We've implemented support for TraceLogging in C/C++, .NET, and Windows Runtime.

  • For C/C++ code (kernel-mode or user-mode), use the Windows 10 SDK and include the <TraceLoggingProvider.h> header. Note that while this header is new to the Windows 10 SDK, you can use this header in projects that target Vista or later.
  • For .NET code, we've updated System.Diagnostics.Tracing.EventSource in .NET 4.6 to add extensive new capabilities based on the flexibility provided by TraceLogging. If you want to use this functionality with an earlier .NET runtime, you can use the EventSource NuGet redistributable from nuget.org.
  • For Windows Runtime code, we've updated the Windows 10 version of LoggingChannel to support writing structured events based on the new TraceLogging encoding.

The provider side of the TraceLogging technology stack does not require any new OS features, and works correctly on Vista or later (with a few limitations). You can write a program that generates TraceLogging events, run the program on Vista, and capture the events into an ETL file. The TraceLogging provider library will pack the payload using TraceLogging rules, and will set the event's channel = 11 to flag the event as being TraceLogging-encoded. It will then use the Vista-compatible EventWriteTransfer API to send the encoded event to ETW, which will treat it like any other event.

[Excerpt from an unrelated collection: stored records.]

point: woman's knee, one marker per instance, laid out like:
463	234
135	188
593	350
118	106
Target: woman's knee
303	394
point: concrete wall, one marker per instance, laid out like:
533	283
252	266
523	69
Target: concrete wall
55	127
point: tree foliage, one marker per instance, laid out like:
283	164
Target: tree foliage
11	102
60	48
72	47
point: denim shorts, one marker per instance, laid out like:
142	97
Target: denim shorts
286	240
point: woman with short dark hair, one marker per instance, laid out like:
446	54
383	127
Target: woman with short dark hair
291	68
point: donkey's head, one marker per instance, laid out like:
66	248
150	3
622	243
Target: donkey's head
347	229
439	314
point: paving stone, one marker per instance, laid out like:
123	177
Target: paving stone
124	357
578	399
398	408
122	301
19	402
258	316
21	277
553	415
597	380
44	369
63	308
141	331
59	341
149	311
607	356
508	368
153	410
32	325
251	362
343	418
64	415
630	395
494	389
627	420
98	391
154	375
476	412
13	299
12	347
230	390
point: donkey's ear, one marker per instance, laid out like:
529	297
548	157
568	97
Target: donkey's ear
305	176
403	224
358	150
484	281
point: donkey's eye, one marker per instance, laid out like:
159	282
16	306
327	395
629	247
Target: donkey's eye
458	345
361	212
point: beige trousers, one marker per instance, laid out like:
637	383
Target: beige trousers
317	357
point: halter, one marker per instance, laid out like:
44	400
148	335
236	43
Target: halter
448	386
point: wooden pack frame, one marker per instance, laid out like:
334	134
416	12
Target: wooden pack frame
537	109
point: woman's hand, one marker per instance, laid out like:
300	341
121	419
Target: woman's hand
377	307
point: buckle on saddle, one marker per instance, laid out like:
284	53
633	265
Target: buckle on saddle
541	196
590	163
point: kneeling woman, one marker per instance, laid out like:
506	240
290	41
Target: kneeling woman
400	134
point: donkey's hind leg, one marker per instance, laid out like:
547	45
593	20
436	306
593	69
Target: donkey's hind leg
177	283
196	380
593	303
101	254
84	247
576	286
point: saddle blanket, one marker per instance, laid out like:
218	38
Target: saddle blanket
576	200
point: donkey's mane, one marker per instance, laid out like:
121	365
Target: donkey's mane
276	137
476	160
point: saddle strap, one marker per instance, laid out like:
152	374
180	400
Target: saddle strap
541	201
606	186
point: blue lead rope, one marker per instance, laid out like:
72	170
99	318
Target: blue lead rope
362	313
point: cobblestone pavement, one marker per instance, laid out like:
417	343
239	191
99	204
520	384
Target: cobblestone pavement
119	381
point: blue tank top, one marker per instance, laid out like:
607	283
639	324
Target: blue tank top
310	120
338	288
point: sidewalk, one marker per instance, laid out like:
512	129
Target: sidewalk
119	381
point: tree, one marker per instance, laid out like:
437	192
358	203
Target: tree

However, you will need an OS update for the following functionality:

  • Using the TDH APIs to decode TraceLogging events requires new TDH functionality. This functionality is built-into Windows 10, and is available as a Windows Update for Windows 7 SP1 and for Windows 8.1.
  • Writing an event with a channel other than 11 requires new functionality in the core ETW runtime. Again, this support is built-into Windows 10 and is available as a Windows Update for Windows 7 SP1 and for Windows 8.1.